Abstract
Modern industrial systems (e.g., aerospace, manufacturing, energy) increasingly rely on condition-monitoring sensor data to detect early signs of failure and optimize maintenance. Traditional models struggle with the high-dimensional, non-linear, and time-dependent nature of such data, limiting predictive accuracy. Prognostic Health Management (PHM) leverages sensor data to assess system health and predict failures, but modeling degradation in run-to-failure scenarios remains challenging due to evolving conditions and complex dependencies.
This dissertation introduces a deep state-space modeling (DSSM) framework that integrates deep learning, variational inference, and recurrent neural networks (RNNs) to model latent system dynamics. Combining RNNs with variational autoencoders (VAEs), the framework captures long-term temporal dependencies and performs robust probabilistic inference. A hybrid latent state structure—continuous and discrete—allows it to represent diverse degradation behaviors, from gradual wear to sudden faults, enhancing interpretability and robustness.

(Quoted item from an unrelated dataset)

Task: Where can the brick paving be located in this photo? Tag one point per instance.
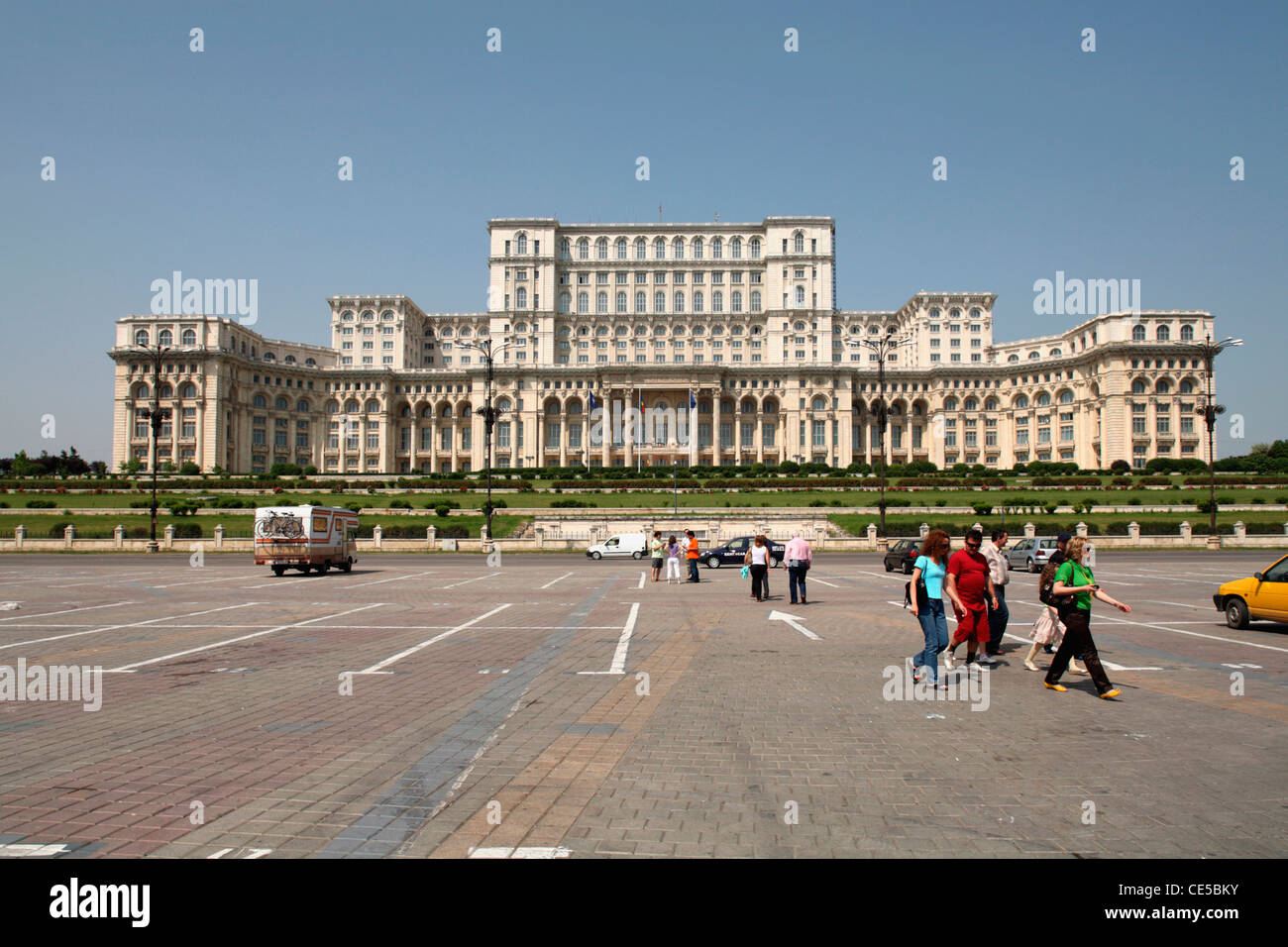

Extensive evaluation on simulated and real-world datasets, including a wind turbine case study, demonstrates the model’s ability to track latent degradation and accurately estimate remaining life (RL) or time of event (TE). To adapt to dynamic environments, the framework also integrates active learning for selective model fine-tuning, reducing the need for retraining with new data. This approach advances predictive maintenance and reliability assessment in complex, sensor-driven systems.